U.S. regulators have relied on flawed and outdated research to allow expanded use of an herbicide linked to cancer, and new assessments should be urgently conducted, according to a column published in the New England Journal of Medicine on Wednesday. 

There are two key factors that necessitate regulatory action to protect human health, according to the column: a sharp increase in herbicide applied to widely planted genetically modified (GMO) crops used in food, and a recent World Health Organization (WHO) determination that the most commonly used herbicide, known as glyphosate, is probably a human carcinogen.

 

The opinion piece was written by Dr.
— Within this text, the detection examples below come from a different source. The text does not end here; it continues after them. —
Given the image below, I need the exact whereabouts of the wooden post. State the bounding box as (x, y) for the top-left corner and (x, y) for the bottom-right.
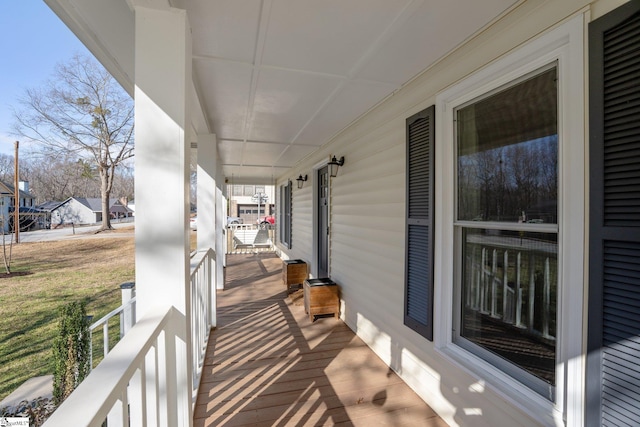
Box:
(13, 141), (20, 243)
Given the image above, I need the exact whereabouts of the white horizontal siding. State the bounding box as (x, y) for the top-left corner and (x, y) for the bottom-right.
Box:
(280, 0), (604, 426)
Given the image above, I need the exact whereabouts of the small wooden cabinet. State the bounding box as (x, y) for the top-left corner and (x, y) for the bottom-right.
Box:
(303, 278), (340, 322)
(282, 259), (309, 294)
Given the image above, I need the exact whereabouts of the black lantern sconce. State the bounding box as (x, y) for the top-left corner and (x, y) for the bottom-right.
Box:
(296, 174), (307, 189)
(327, 156), (344, 178)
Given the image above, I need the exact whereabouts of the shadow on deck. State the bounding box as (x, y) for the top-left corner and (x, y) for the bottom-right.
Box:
(194, 254), (446, 426)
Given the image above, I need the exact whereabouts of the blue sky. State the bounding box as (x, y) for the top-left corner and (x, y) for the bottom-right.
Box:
(0, 0), (88, 155)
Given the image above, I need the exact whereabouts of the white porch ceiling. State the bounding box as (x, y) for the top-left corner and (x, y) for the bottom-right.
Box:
(46, 0), (519, 183)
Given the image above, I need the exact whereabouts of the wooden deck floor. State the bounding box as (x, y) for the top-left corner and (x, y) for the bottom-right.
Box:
(194, 254), (446, 427)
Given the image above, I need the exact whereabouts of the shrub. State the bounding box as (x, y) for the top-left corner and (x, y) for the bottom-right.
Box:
(53, 302), (90, 405)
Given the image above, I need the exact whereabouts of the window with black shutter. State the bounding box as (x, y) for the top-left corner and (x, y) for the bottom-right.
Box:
(585, 1), (640, 426)
(404, 106), (435, 341)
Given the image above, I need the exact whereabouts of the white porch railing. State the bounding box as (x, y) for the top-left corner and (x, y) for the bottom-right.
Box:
(465, 244), (556, 340)
(44, 249), (215, 427)
(191, 249), (216, 396)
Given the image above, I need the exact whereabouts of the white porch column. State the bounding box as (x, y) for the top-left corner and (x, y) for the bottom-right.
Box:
(135, 7), (193, 426)
(216, 188), (229, 289)
(197, 134), (219, 326)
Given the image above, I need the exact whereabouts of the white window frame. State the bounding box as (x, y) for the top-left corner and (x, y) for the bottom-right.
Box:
(434, 15), (586, 426)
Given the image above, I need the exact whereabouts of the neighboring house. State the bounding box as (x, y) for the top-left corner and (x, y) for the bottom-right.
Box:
(50, 197), (133, 227)
(36, 201), (64, 228)
(227, 184), (276, 224)
(47, 0), (640, 427)
(0, 181), (38, 233)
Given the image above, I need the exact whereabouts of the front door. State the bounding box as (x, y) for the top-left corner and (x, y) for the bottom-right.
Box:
(316, 166), (329, 277)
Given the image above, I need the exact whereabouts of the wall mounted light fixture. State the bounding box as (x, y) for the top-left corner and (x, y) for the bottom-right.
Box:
(296, 174), (307, 188)
(327, 156), (344, 178)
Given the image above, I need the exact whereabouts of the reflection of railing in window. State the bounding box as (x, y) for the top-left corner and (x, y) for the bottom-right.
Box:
(464, 235), (557, 341)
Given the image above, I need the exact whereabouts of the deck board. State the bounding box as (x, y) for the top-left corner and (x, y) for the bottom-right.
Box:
(194, 254), (446, 427)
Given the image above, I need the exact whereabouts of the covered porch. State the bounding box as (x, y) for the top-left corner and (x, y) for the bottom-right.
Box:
(194, 254), (446, 426)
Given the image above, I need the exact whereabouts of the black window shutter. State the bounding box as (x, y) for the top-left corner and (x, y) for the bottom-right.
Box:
(404, 106), (435, 341)
(585, 0), (640, 426)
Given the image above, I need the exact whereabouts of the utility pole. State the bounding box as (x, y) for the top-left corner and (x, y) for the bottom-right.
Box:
(13, 141), (20, 243)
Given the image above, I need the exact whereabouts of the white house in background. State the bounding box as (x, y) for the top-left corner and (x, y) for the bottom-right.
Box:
(0, 181), (35, 233)
(51, 197), (133, 228)
(45, 0), (640, 427)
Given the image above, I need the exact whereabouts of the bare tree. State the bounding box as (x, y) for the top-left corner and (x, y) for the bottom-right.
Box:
(14, 55), (134, 231)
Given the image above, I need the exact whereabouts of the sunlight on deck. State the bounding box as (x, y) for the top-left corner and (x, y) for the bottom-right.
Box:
(194, 254), (446, 426)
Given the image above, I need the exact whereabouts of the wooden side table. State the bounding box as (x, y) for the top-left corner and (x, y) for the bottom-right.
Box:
(282, 259), (309, 294)
(303, 278), (340, 322)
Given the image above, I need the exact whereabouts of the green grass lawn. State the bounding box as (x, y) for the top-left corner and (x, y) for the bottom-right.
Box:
(0, 230), (134, 399)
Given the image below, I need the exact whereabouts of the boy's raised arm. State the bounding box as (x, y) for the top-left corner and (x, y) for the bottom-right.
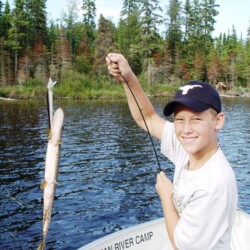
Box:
(106, 53), (165, 140)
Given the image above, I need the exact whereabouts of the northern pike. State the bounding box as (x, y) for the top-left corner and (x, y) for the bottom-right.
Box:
(38, 108), (64, 250)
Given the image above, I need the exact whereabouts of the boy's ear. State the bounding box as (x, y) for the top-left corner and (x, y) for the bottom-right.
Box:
(215, 112), (225, 130)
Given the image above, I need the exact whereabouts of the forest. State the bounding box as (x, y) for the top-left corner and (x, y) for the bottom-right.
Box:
(0, 0), (250, 95)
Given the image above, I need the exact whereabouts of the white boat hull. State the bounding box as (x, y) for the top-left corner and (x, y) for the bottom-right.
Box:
(78, 210), (250, 250)
(79, 218), (168, 250)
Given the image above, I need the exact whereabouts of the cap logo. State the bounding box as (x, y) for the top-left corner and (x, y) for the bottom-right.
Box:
(179, 85), (202, 95)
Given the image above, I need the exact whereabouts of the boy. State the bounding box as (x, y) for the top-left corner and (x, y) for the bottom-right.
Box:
(106, 53), (238, 250)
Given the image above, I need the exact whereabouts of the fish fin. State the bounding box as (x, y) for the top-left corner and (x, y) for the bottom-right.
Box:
(40, 180), (47, 189)
(37, 239), (45, 250)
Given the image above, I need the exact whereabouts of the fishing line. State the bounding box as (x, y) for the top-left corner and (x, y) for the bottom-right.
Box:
(56, 35), (162, 172)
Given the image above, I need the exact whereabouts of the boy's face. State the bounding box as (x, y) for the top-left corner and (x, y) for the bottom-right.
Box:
(174, 104), (224, 157)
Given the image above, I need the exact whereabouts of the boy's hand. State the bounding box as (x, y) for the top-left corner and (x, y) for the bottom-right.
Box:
(106, 53), (133, 82)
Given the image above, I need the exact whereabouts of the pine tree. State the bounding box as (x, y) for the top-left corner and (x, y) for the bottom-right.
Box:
(165, 0), (182, 75)
(137, 0), (162, 61)
(94, 14), (117, 75)
(117, 0), (141, 73)
(0, 1), (11, 39)
(82, 0), (96, 43)
(25, 0), (48, 46)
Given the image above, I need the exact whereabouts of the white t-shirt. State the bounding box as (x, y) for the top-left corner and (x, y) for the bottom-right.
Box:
(161, 122), (238, 250)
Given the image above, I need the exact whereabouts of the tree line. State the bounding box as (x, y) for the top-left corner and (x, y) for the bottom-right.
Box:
(0, 0), (250, 89)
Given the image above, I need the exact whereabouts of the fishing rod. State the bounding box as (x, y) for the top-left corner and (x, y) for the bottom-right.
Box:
(56, 35), (162, 172)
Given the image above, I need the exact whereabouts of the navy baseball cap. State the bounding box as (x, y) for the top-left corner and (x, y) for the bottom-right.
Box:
(163, 81), (221, 116)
Philip Landrigan, a Harvard-educated pediatrician and epidemiologist who is Dean for Global Health at the Mount Sinai Medical Center in New York, and Chuck Benbrook, an adjunct professor at Washington State University’s crops and soil science department.

 

“There is growing evidence that glyphosate is geno-toxic and has adverse effects on cells in a number of different ways,” Benbrook said. “It’s time to pull back … on uses of glyphosate that we know are leading to significant human exposures while the science gets sorted out.”

 

The column argues that GMO foods and herbicides applied to them “may pose hazards to human health” not previously assessed.

 

“We believe that the time has therefore come to thoroughly reconsider all aspects of the safety of plant biotechnology,” the column states.

 

The authors also argue that the U.S. Environmental Protection Agency has erred in recently approving a new herbicide that uses glyphosate because it relied on outdated studies commissioned by the manufacturers and gave little consideration to potential health effects in children.

 

Glyphosate is best known as the key ingredient in Roundup developed by Monsanto Co, one of the world’s most widely used herbicides, but it is used in more than 700 products.

 

It is sprayed directly over crops like corn genetically engineered to tolerate it and is sometimes used on non-GMO crops, like wheat before harvest. Residues of glyphosate have been detected in food and water.

 

The WHO’s cancer research unit after reviewing years of scientific research from different countries on March 20 classified glyphosate as “probably carcinogenic to humans.”

But regulators and agrichemical companies in the United States and other countries still consider glyphosate among the safest herbicides in use.

 

In July, Monsanto said it had arranged for an outside scientific review of the WHO finding.